I’ve always liked Gladys Knight. I don’t know why, exactly. Maybe it’s because her voice is just so cool. Maybe it’s because “Midnight Train to Georgia” is so catchy. Maybe it’s because she, for some reason, has always reminded me of one of my best friends’ moms–the one who always gave me a hug when I came through her door and made about the best lasagna in the world.

But my affection for “The Empress of Soul” was given more tangible backbone after I had the opportunity to chat with her a bit last week.

Knight was part of a Christian-media conference call in support of Tyler Perry’s I Can Do Bad All By Myself. We had a chance to talk with lots of the stars from the film, including the ever-elusive Perry himself. But it was Knight who made the biggest impact on me. In fact, she sounded like she could work for Plugged In.

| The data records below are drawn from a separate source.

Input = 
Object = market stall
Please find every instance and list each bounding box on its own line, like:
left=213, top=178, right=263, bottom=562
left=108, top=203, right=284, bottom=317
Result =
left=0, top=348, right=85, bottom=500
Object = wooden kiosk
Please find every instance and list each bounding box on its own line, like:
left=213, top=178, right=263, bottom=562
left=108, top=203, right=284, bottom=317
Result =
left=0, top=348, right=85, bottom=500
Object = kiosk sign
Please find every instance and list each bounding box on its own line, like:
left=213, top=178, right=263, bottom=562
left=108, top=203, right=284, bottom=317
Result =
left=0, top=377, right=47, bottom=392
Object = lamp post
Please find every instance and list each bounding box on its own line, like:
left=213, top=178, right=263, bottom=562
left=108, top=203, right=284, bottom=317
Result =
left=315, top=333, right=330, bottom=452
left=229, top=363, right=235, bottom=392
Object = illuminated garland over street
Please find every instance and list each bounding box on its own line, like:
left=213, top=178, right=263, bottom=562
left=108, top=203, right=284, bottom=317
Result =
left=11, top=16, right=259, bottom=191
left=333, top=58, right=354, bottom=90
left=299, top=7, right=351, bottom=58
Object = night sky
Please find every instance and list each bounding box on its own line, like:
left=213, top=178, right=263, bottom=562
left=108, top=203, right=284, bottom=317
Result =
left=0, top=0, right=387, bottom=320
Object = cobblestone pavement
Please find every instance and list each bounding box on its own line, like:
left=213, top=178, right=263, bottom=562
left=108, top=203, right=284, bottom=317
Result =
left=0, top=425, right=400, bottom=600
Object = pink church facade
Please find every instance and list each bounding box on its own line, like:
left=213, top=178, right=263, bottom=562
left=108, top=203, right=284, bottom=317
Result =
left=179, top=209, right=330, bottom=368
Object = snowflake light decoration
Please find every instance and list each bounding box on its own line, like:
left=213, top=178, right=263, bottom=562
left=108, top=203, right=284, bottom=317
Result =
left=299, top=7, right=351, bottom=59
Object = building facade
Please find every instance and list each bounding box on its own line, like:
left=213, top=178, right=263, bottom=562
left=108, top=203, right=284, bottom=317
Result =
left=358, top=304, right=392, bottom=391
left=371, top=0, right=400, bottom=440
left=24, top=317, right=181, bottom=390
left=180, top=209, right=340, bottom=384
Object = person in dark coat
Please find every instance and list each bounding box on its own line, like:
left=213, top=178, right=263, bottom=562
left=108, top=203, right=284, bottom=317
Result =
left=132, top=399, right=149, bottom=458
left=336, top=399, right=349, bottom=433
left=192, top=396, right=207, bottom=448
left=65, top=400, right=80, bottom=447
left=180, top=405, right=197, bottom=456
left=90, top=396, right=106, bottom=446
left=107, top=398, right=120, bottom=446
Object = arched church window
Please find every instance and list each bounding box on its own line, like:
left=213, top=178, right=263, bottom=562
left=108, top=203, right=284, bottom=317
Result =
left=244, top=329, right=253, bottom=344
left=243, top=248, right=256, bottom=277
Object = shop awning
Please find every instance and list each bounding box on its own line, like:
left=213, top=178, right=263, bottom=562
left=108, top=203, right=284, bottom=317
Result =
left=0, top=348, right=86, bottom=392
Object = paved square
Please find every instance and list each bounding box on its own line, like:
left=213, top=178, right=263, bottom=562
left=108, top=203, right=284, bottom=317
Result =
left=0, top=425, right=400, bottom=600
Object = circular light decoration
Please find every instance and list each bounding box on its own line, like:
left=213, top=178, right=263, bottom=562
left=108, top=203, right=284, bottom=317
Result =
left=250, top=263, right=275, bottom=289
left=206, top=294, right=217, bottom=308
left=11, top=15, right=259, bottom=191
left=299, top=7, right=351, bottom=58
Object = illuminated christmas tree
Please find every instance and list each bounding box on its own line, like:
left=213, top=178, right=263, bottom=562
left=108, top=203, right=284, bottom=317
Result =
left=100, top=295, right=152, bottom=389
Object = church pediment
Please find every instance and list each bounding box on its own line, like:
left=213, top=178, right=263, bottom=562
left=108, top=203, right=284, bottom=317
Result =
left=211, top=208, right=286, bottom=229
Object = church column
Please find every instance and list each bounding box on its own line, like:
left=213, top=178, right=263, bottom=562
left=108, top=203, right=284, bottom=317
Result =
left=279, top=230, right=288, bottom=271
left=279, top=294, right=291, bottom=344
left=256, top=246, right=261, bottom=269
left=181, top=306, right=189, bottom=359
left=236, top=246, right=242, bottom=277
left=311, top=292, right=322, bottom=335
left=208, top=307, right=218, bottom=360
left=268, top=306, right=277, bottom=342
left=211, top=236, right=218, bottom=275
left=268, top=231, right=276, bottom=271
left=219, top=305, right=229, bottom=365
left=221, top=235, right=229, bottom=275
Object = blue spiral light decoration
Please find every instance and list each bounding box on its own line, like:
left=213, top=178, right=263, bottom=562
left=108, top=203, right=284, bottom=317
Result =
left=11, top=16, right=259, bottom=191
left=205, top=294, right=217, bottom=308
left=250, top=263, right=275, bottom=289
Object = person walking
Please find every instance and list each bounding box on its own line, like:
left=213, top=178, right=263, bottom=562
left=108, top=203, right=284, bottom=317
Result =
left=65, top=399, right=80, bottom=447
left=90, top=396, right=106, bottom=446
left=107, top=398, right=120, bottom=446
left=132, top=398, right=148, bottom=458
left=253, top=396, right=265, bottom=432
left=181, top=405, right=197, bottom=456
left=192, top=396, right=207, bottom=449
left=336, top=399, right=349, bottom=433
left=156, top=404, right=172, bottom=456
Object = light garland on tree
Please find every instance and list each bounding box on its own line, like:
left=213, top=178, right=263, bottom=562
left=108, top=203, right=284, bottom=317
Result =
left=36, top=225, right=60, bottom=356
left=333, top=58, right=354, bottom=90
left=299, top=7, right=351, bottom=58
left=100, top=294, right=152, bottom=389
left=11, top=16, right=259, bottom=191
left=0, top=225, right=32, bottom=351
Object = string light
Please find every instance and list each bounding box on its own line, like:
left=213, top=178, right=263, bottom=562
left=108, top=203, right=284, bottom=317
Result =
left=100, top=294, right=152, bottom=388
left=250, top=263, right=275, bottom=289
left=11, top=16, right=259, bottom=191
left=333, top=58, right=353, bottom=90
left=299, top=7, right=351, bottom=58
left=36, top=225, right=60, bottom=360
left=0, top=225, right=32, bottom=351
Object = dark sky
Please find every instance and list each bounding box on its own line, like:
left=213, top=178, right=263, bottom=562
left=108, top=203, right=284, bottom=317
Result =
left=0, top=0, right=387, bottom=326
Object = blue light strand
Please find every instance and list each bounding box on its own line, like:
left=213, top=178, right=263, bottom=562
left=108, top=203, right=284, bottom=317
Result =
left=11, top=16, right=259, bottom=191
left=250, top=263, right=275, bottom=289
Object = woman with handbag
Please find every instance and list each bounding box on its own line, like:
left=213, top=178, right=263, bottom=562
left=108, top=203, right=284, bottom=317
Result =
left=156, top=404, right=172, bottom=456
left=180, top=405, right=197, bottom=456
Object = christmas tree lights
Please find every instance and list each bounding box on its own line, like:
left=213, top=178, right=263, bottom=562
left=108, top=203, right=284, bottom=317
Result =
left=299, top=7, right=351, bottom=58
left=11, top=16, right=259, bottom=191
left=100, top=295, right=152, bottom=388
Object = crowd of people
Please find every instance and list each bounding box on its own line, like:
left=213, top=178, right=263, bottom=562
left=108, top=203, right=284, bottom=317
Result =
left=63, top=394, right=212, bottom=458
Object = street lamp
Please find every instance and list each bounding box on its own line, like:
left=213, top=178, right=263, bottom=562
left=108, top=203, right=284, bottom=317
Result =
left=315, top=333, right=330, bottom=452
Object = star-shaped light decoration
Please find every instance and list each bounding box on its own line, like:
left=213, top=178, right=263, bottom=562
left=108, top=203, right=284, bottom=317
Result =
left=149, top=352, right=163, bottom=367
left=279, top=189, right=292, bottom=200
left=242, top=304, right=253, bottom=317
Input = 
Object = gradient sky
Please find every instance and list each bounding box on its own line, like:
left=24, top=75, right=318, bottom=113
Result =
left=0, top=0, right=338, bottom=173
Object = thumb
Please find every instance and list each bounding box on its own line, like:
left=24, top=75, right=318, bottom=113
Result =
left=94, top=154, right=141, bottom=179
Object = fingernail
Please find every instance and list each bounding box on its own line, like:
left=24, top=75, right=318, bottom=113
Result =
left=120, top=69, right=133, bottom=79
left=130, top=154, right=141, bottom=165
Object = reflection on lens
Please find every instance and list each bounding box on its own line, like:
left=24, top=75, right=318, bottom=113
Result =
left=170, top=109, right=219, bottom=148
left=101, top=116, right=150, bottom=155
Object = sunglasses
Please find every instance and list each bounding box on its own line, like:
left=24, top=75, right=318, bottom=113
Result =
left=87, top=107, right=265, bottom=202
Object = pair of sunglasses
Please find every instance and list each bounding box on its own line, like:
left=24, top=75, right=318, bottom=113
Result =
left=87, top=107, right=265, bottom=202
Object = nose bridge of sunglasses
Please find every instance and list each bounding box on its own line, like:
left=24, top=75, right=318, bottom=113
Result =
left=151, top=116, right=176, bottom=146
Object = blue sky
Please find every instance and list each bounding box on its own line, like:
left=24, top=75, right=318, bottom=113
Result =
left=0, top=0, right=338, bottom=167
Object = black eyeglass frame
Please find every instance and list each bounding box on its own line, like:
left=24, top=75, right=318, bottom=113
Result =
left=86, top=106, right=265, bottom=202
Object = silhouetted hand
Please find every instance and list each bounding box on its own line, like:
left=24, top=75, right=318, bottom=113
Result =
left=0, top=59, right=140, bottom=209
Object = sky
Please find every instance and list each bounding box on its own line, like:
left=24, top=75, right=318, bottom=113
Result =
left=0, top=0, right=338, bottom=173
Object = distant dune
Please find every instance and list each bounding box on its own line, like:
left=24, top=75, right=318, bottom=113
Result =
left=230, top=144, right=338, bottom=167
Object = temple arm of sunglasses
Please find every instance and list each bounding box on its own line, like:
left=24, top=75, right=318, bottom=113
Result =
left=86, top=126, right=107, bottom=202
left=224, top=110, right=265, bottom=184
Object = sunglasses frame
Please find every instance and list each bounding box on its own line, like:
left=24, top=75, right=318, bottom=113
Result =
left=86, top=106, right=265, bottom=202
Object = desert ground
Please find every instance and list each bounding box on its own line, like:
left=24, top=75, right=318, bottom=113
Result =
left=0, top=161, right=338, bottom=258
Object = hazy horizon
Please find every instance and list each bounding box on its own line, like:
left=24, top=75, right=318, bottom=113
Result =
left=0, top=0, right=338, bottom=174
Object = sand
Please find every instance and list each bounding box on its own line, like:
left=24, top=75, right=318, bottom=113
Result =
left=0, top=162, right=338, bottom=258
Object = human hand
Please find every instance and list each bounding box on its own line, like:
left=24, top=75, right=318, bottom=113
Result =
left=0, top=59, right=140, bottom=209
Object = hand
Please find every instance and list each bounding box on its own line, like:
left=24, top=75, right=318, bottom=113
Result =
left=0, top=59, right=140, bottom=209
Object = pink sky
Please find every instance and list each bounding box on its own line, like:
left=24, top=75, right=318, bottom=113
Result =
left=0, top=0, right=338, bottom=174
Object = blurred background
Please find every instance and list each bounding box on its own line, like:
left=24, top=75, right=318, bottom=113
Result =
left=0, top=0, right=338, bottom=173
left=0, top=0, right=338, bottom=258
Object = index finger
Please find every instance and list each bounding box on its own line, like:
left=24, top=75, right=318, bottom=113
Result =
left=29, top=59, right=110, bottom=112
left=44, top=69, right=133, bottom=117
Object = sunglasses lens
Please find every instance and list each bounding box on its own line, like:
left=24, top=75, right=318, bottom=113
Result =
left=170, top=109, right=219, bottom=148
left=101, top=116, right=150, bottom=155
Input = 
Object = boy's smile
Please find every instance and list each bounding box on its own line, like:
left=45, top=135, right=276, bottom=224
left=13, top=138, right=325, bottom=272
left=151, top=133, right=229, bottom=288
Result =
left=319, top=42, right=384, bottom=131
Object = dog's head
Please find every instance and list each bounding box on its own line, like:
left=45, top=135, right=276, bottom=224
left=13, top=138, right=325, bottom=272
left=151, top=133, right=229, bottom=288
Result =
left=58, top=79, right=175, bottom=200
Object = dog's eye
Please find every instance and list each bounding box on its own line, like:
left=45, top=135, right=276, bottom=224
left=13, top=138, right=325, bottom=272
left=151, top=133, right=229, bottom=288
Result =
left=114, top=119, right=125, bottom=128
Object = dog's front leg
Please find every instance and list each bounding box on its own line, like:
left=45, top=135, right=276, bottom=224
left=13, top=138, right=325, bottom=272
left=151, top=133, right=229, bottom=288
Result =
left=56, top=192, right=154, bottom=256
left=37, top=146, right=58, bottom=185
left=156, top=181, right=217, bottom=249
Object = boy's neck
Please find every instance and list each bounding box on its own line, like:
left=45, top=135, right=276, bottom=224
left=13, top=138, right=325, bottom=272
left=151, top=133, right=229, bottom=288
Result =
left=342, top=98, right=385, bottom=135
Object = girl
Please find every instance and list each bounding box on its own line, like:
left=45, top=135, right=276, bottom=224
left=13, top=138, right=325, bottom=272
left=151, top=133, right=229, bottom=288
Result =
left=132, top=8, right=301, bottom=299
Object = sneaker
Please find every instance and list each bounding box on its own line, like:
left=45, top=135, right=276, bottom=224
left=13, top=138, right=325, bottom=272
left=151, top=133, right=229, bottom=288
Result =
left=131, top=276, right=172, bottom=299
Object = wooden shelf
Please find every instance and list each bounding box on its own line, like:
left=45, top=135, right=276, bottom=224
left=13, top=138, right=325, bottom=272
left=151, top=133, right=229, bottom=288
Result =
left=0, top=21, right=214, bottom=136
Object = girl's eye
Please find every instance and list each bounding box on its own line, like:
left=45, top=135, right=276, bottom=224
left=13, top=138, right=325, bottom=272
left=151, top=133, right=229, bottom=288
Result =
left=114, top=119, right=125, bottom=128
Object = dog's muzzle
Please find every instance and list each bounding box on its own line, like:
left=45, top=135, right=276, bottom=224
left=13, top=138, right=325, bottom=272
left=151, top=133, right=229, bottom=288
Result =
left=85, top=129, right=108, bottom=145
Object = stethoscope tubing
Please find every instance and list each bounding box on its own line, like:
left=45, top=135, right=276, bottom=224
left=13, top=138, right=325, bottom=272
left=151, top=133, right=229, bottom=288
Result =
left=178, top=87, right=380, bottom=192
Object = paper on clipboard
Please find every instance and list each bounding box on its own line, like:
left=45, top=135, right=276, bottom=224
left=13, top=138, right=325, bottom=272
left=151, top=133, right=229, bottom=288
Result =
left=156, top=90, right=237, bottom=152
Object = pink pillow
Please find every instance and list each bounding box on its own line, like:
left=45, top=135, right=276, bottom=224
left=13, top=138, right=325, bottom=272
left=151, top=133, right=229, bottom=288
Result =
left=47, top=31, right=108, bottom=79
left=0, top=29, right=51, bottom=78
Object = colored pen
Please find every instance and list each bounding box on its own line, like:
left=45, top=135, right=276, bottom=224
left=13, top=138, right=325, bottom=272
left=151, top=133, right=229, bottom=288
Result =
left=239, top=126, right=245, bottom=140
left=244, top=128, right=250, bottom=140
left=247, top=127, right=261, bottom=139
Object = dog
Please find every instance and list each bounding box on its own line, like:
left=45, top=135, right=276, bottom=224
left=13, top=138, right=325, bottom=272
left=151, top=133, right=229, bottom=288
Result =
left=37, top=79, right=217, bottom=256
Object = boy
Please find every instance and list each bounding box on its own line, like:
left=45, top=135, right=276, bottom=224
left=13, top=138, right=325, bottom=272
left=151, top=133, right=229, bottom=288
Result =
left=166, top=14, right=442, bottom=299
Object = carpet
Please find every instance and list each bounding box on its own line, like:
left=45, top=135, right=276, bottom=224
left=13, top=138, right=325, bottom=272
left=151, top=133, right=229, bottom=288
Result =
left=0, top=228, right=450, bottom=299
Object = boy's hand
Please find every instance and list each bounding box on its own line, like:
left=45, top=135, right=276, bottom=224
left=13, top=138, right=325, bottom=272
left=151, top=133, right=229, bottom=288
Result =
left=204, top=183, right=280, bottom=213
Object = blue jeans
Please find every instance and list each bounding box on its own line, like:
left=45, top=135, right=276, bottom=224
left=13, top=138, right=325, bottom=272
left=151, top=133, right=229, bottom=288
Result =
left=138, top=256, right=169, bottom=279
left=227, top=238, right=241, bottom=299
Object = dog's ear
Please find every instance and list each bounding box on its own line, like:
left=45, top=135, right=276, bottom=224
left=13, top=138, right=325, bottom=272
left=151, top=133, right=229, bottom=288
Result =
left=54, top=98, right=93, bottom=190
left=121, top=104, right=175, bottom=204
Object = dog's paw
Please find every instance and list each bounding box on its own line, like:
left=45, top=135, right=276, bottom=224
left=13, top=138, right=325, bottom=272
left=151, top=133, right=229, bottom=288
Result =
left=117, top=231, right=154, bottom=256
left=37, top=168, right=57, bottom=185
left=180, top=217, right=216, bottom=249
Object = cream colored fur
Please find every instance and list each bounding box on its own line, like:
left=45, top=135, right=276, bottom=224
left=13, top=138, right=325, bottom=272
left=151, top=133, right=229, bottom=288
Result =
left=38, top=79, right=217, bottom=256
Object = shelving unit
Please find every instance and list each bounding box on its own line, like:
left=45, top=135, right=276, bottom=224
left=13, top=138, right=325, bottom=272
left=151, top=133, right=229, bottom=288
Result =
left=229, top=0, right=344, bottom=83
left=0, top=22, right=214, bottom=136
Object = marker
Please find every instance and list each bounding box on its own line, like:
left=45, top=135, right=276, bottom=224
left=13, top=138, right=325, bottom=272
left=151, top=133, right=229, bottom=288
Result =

She talked about standing up for your faith: “I can tell you from this point right here I have a God, I believe in Him, and my Savior Jesus Christ. I profess that from the bottom of my heart. … You don’t have to believe it or embrace it if you don’t want to, but I won’t be ashamed or afraid to say that.”

She talked about raising our kids right: “I think the more they hear about the passion of spirit that we should have, and the love of family that we should have, the love between a man and a woman that should be defined (because I think  most people have got it all confused), the better off we are gonna be as a society, and definitely with our children because … they are just as confused as they can be. They are off on some other track, and you are getting them younger and younger and younger doing these bizarre things. We need to stop along the way and say, ‘Why is that? Have you taught them anything about the Spirit, have you taught them anything about the Gospel, have you tried to be an example and a light to them so they will have something to follow?”

She even talked about the power and influence of music, telling us, “When they make bad music it makes you go another [bad] way, so it must be powerful. When they start talking about sexual healing and that kind of stuff it starts turning people’s minds to that and their spirits to that.” She added, “We better be careful [with] what we are singing and we better be careful with how it is presented, because we can ruin a nation or change one with the kind of music we allow to be presented.”

Adam Holz, our in-house musical expert, couldn’t have said it better. Or, at least, he couldn’t have said it more melodiously.